Live Review :: The Blinders :: Hope & Ruin, Brighton - Feb 4 2017





Live Review

The Blinders

Hope & Ruin, Brighton

February 4 2017

Words: Alison Mack

Pictures: Stephen Willcox

If you haven't yet heard of the three-piece alt-rock group The Blinders (originally from Doncaster, now decamped to Manchester), then it probably won't be long before you won't be able to get away from seeing their name plastered everywhere.

Tonight they head down and rock up in Brighton to a sold out gig as part of their run of 'Big In 2017' shows for promoter This Feeling - and where, despite a (relatively minor) guitar technical problem and forgetting where they were and referring to the seaside town they were in as Bristol, they played well, a blinder of a show.

From the moment they take to the stage to the closing minutes, The Blinders have the air of confidence that befits their youthful buzz and devil-may-care attitude, and they whip up energy like tornadoes. But below the visual flair the songs themselves are tight and sharp tongued in that angry punk style that oozes a passion to espouse what they believe in.


Last year's debut single 'Swine' explodes with all the ferocious in-your-face aural swagger as can be mustered, with the guitars of vocalist Thomas Heywood and bassist Charlie McGough checking rhythms against Matt Neale's drums in a thundering blast of menace. 'Brutus' strikes a dark, mesmerising force. 'Murder At The Ballet' discharges not blood on the dancefloor, but a flow of red pent-up fever. Even the guitar malfunction towards the end produces a clever get out with Heywood delivering a spoken word prose cover of Cabbage's 'Necroflat In The Palace'.

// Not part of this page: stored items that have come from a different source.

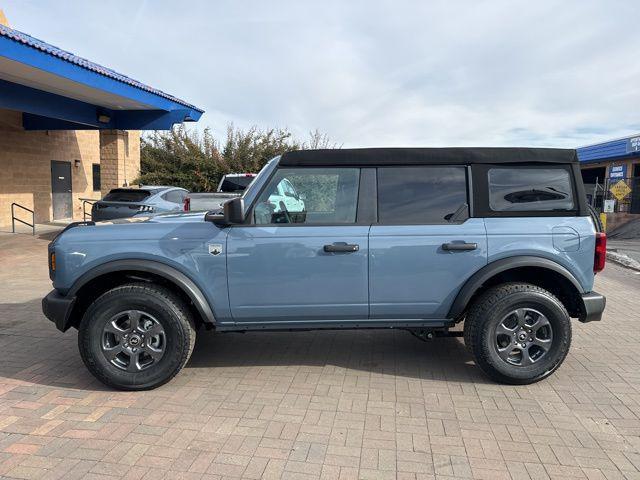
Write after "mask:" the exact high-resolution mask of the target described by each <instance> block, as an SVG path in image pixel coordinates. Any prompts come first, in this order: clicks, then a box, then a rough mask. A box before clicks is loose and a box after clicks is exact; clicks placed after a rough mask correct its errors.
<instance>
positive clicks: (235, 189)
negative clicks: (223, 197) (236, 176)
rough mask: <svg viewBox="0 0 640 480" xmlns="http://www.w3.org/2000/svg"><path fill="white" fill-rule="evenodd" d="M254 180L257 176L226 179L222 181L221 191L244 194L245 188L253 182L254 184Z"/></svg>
mask: <svg viewBox="0 0 640 480" xmlns="http://www.w3.org/2000/svg"><path fill="white" fill-rule="evenodd" d="M254 178H255V175H251V176H246V175H242V176H239V177H225V179H224V180H223V181H222V185H220V191H221V192H225V193H234V192H235V193H238V192H242V191H243V190H244V189H245V188H247V187H248V186H249V184H250V183H251V182H253V179H254Z"/></svg>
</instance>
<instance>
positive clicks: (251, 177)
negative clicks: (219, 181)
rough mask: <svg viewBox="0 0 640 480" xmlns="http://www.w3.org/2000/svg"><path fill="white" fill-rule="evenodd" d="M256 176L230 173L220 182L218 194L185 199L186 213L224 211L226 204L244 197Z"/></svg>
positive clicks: (252, 174)
mask: <svg viewBox="0 0 640 480" xmlns="http://www.w3.org/2000/svg"><path fill="white" fill-rule="evenodd" d="M255 176H256V175H255V173H228V174H227V175H225V176H224V177H222V179H221V180H220V183H219V184H218V191H217V192H202V193H190V194H189V195H188V196H187V197H186V198H185V199H184V211H185V212H189V211H192V212H193V211H200V210H201V211H212V210H222V205H224V203H225V202H227V201H228V200H231V199H232V198H236V197H239V196H240V195H242V192H243V191H244V190H245V189H246V188H247V187H248V186H249V185H250V184H251V182H252V181H253V179H254V178H255Z"/></svg>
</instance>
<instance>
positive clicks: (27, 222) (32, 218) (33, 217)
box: [11, 202, 36, 235]
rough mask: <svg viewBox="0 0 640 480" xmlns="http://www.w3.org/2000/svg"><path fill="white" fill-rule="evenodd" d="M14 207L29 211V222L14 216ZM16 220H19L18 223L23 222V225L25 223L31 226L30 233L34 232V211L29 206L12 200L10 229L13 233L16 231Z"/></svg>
mask: <svg viewBox="0 0 640 480" xmlns="http://www.w3.org/2000/svg"><path fill="white" fill-rule="evenodd" d="M14 207H18V208H21V209H23V210H26V211H27V212H29V213H31V223H29V222H25V221H24V220H21V219H19V218H18V217H16V214H15V209H14ZM16 220H17V221H18V222H20V223H23V224H24V225H26V226H28V227H31V230H32V235H35V234H36V215H35V213H34V211H33V210H31V209H30V208H27V207H24V206H22V205H20V204H19V203H15V202H13V203H12V204H11V230H12V232H13V233H16Z"/></svg>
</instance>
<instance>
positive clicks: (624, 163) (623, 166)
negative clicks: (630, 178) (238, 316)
mask: <svg viewBox="0 0 640 480" xmlns="http://www.w3.org/2000/svg"><path fill="white" fill-rule="evenodd" d="M626 176H627V164H626V163H623V164H622V165H611V166H610V167H609V178H625V177H626Z"/></svg>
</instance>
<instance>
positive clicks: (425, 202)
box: [378, 167, 469, 224]
mask: <svg viewBox="0 0 640 480" xmlns="http://www.w3.org/2000/svg"><path fill="white" fill-rule="evenodd" d="M468 210H469V209H468V206H467V179H466V173H465V168H464V167H395V168H392V167H389V168H379V169H378V218H379V221H380V222H381V223H396V224H398V223H400V224H402V223H406V224H416V223H447V222H451V221H457V220H464V219H466V218H467V217H468V213H469V212H468Z"/></svg>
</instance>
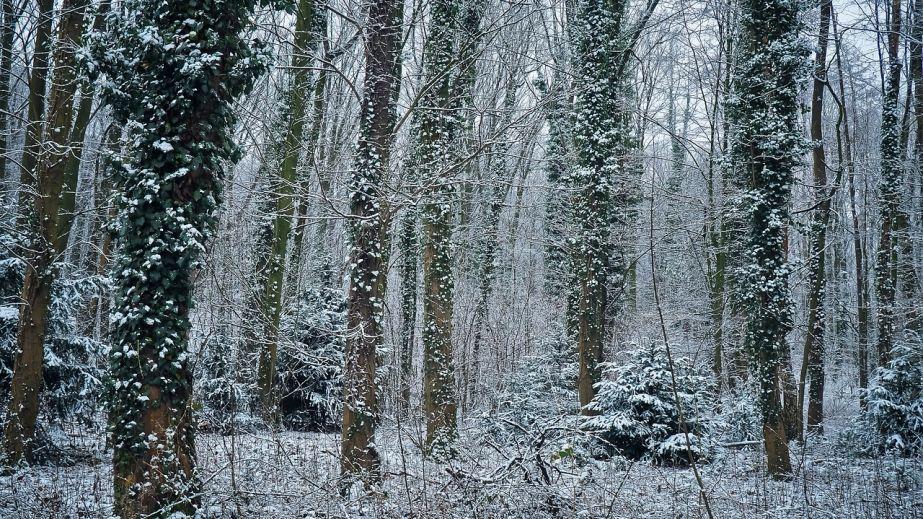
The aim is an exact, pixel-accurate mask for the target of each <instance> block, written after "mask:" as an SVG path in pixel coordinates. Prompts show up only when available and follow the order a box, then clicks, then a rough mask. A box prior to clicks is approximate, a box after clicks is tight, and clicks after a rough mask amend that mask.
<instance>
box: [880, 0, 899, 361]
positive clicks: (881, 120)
mask: <svg viewBox="0 0 923 519" xmlns="http://www.w3.org/2000/svg"><path fill="white" fill-rule="evenodd" d="M901 9H902V7H901V2H900V0H893V1H892V2H891V12H890V19H891V23H890V26H889V27H888V45H887V51H888V74H887V78H886V80H885V85H884V92H883V93H882V114H881V180H880V183H879V186H878V207H879V211H880V212H881V229H880V232H879V242H878V253H877V257H876V261H875V293H876V295H877V296H878V315H877V320H878V364H879V366H885V365H887V363H888V360H890V356H891V348H893V347H894V333H895V329H894V327H895V323H894V319H895V302H896V301H895V297H896V286H895V285H896V279H895V276H894V273H893V269H894V266H895V265H896V264H897V261H898V255H899V253H900V240H899V237H898V236H896V234H895V227H897V226H898V225H899V222H898V220H899V219H900V211H901V190H902V189H903V180H904V179H903V167H902V164H901V162H902V158H903V153H902V150H901V146H900V140H901V138H900V134H901V128H900V120H901V117H900V114H899V113H898V112H899V110H900V106H899V105H900V103H899V99H898V97H899V96H900V92H899V90H900V84H901V68H902V64H903V61H902V56H901V54H900V50H901V49H900V33H901V25H902V22H901Z"/></svg>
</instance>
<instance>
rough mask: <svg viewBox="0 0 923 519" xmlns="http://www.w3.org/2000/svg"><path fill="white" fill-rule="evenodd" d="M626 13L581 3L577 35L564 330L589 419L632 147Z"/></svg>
mask: <svg viewBox="0 0 923 519" xmlns="http://www.w3.org/2000/svg"><path fill="white" fill-rule="evenodd" d="M625 8H626V6H625V3H624V2H611V3H610V2H603V1H600V0H586V1H584V2H581V4H580V6H579V9H578V12H577V13H576V17H575V21H574V28H573V30H572V33H573V34H574V36H575V42H574V48H575V61H576V63H575V67H574V68H575V72H576V73H575V91H576V92H578V95H577V100H576V103H575V112H576V114H577V117H576V118H575V121H576V122H575V124H574V146H575V149H576V152H577V167H576V172H575V174H574V175H571V178H570V179H569V180H570V182H571V183H572V184H571V187H572V189H574V190H575V191H576V194H575V196H574V198H573V207H572V210H573V213H572V217H573V223H574V226H575V229H576V234H575V236H574V238H573V239H572V240H571V246H570V267H571V272H570V280H569V283H570V287H571V289H570V293H569V294H568V302H567V329H568V334H569V336H570V338H571V340H572V341H573V342H574V344H575V349H576V350H577V357H578V373H577V393H578V398H579V402H580V407H581V409H582V411H581V412H583V413H588V412H589V411H588V410H587V409H586V405H587V404H589V403H590V401H592V400H593V397H594V396H595V389H594V384H596V383H597V382H599V380H600V377H601V367H600V363H601V362H602V360H603V344H604V336H605V329H606V322H605V321H606V308H607V305H608V285H609V267H610V258H612V257H615V256H619V255H620V254H616V251H615V250H614V249H615V244H613V241H612V236H611V232H610V224H611V219H612V216H613V213H614V207H613V206H614V204H615V202H614V200H613V198H614V196H615V195H614V193H613V191H614V189H613V187H612V186H613V184H616V183H619V182H623V181H624V180H623V179H622V178H619V177H617V176H616V175H619V174H624V173H625V169H627V168H625V167H624V165H623V164H622V161H623V159H624V158H625V157H624V156H625V155H626V153H625V152H626V151H627V147H626V146H625V143H626V142H627V139H628V137H627V133H628V129H627V127H626V125H625V124H624V121H623V117H624V107H623V106H622V102H623V101H624V100H625V96H624V95H623V94H624V92H623V88H622V83H623V81H624V78H623V77H621V76H622V73H623V70H619V69H618V68H617V65H616V63H615V62H616V61H617V58H618V57H620V56H621V55H622V54H621V53H622V52H630V50H626V49H623V48H622V45H618V46H617V45H616V43H615V42H616V41H618V40H619V39H620V38H621V37H622V36H623V35H622V34H621V32H622V22H623V18H624V16H625ZM633 276H634V273H633V271H629V277H632V278H633ZM631 281H632V282H633V281H634V280H633V279H632V280H631Z"/></svg>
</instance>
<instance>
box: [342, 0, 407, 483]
mask: <svg viewBox="0 0 923 519" xmlns="http://www.w3.org/2000/svg"><path fill="white" fill-rule="evenodd" d="M397 9H398V6H397V2H395V1H393V0H383V1H380V2H375V3H372V4H371V7H370V9H369V21H368V25H367V29H366V31H367V32H366V40H365V41H366V47H365V55H366V65H365V81H364V98H363V102H362V113H361V119H360V123H359V144H358V149H357V157H356V169H355V171H354V172H353V174H352V177H351V178H350V192H351V195H350V213H351V218H352V219H351V220H350V222H349V225H350V248H351V252H350V259H349V263H350V274H349V295H348V299H347V326H348V333H347V342H346V367H345V370H344V375H343V395H344V397H343V398H344V402H343V431H342V448H341V455H342V461H341V470H342V472H343V474H344V475H350V476H352V477H360V478H365V479H366V481H375V480H377V479H378V478H379V477H380V474H379V465H380V460H379V455H378V451H377V450H376V449H375V429H376V426H377V424H378V421H379V418H380V416H379V413H380V404H379V399H380V395H379V388H378V381H377V380H376V378H377V370H378V363H379V358H378V356H379V351H378V350H379V347H380V346H381V341H382V322H383V312H384V296H385V283H386V281H387V278H388V274H387V265H388V261H387V258H386V251H387V250H388V236H387V233H388V227H389V223H388V214H387V211H388V209H387V208H386V207H384V201H385V198H384V192H383V188H384V187H385V183H386V182H387V179H388V165H389V160H390V155H391V138H392V137H391V132H392V128H393V124H394V123H393V113H394V108H393V105H392V99H393V98H392V90H393V88H394V81H395V79H394V61H395V59H396V54H397V45H398V36H399V35H400V24H399V23H397V20H396V16H395V12H396V10H397Z"/></svg>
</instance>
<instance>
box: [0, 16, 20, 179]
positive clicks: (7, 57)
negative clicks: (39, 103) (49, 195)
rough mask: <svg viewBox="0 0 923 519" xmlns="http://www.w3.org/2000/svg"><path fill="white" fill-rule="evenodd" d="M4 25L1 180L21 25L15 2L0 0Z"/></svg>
mask: <svg viewBox="0 0 923 519" xmlns="http://www.w3.org/2000/svg"><path fill="white" fill-rule="evenodd" d="M0 9H2V15H3V22H2V23H3V25H2V26H0V179H5V178H6V166H7V162H8V159H7V156H6V155H7V152H8V148H9V136H8V135H7V130H8V129H9V125H10V118H9V114H8V111H9V106H10V93H11V92H12V88H13V87H12V85H11V84H10V80H11V79H12V71H13V37H14V36H15V35H16V27H17V24H18V23H19V13H18V12H17V11H18V9H17V6H16V4H15V2H14V0H0Z"/></svg>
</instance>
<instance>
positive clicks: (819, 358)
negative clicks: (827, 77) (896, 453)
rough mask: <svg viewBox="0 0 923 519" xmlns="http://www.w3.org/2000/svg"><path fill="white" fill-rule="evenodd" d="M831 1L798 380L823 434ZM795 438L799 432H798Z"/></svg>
mask: <svg viewBox="0 0 923 519" xmlns="http://www.w3.org/2000/svg"><path fill="white" fill-rule="evenodd" d="M832 10H833V5H832V2H831V0H821V3H820V23H819V26H820V28H819V31H818V39H817V55H816V57H815V61H814V83H813V87H812V92H811V140H812V141H813V143H812V144H813V150H812V173H813V179H814V203H815V205H816V206H817V207H816V209H815V213H814V214H813V215H812V221H811V235H810V245H809V247H810V248H809V251H808V262H809V268H810V273H809V279H808V287H809V288H808V331H807V334H806V335H805V340H804V354H803V356H802V360H801V376H800V378H799V380H798V408H799V415H803V414H804V412H803V411H804V397H805V386H806V384H807V380H808V378H809V377H810V381H811V387H810V397H809V399H810V402H809V403H808V428H809V429H810V430H813V431H816V432H819V433H823V420H824V331H825V325H826V317H825V315H824V299H825V295H826V289H827V287H826V285H827V268H826V257H827V251H826V248H827V227H828V226H829V221H830V205H831V197H832V196H833V193H834V191H833V189H828V187H827V158H826V155H825V153H824V134H823V115H824V114H823V112H824V89H825V88H826V86H827V41H828V39H829V34H830V18H831V12H832ZM798 433H799V438H800V437H801V435H802V434H803V431H798Z"/></svg>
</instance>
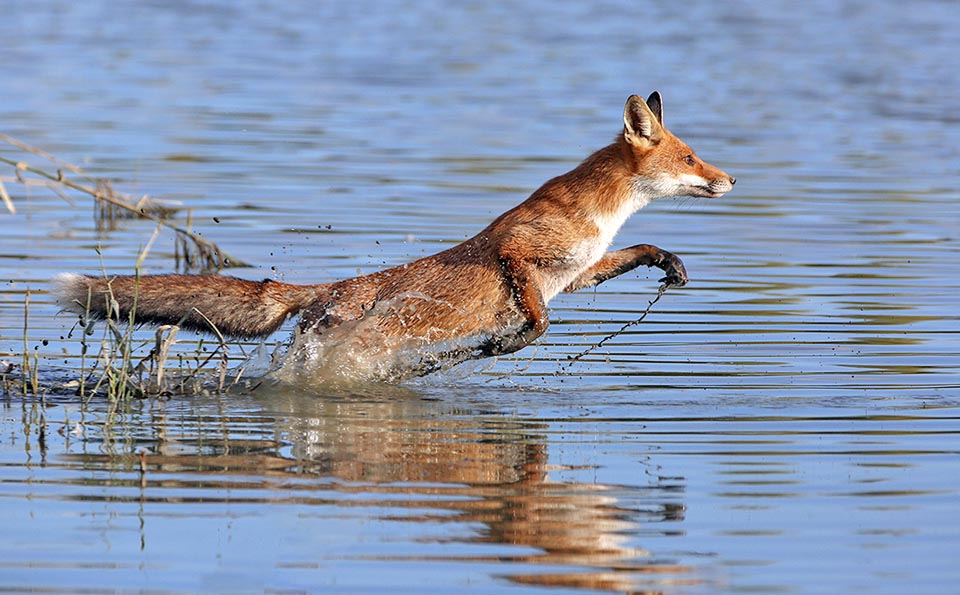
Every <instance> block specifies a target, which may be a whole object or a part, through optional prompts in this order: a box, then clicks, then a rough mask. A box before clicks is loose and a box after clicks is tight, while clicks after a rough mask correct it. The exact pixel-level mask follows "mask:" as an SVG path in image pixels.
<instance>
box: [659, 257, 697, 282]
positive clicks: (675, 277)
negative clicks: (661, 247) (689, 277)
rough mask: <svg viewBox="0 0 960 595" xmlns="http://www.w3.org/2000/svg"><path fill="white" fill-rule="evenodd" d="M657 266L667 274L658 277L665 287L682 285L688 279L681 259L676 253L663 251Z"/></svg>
mask: <svg viewBox="0 0 960 595" xmlns="http://www.w3.org/2000/svg"><path fill="white" fill-rule="evenodd" d="M658 267H659V268H660V269H662V270H663V272H664V273H666V274H667V275H666V276H665V277H664V278H663V279H660V283H663V284H664V285H666V286H667V287H683V286H684V285H686V284H687V281H689V280H690V278H689V277H687V270H686V269H685V268H684V267H683V261H682V260H680V257H679V256H677V255H676V254H672V253H670V252H664V253H663V254H662V256H661V261H660V263H659V264H658Z"/></svg>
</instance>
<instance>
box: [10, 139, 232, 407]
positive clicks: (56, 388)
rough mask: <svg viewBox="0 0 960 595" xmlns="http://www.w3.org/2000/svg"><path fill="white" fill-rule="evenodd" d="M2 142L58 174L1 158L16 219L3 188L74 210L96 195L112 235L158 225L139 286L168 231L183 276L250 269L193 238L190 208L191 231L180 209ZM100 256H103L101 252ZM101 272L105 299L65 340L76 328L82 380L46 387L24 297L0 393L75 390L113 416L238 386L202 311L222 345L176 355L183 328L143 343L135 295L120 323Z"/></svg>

Heywood, decked out in shaggy wool coat which is soon removed to display skinny bare chest with 'SURVIVE ?' scrawled over his pectals, dominates the stage like a cross between Yak's Oli Burslem and The 1975's Matt Healy: part dangerous and exciting, part sensuous and engaging; while the music is a combination of Brighton locals Royal Blood, fused with a touch of Arctic Monkeys and delivered with the intensity of The Clash.

The Blinders make you feel like you're witnessing something important. And you probably are.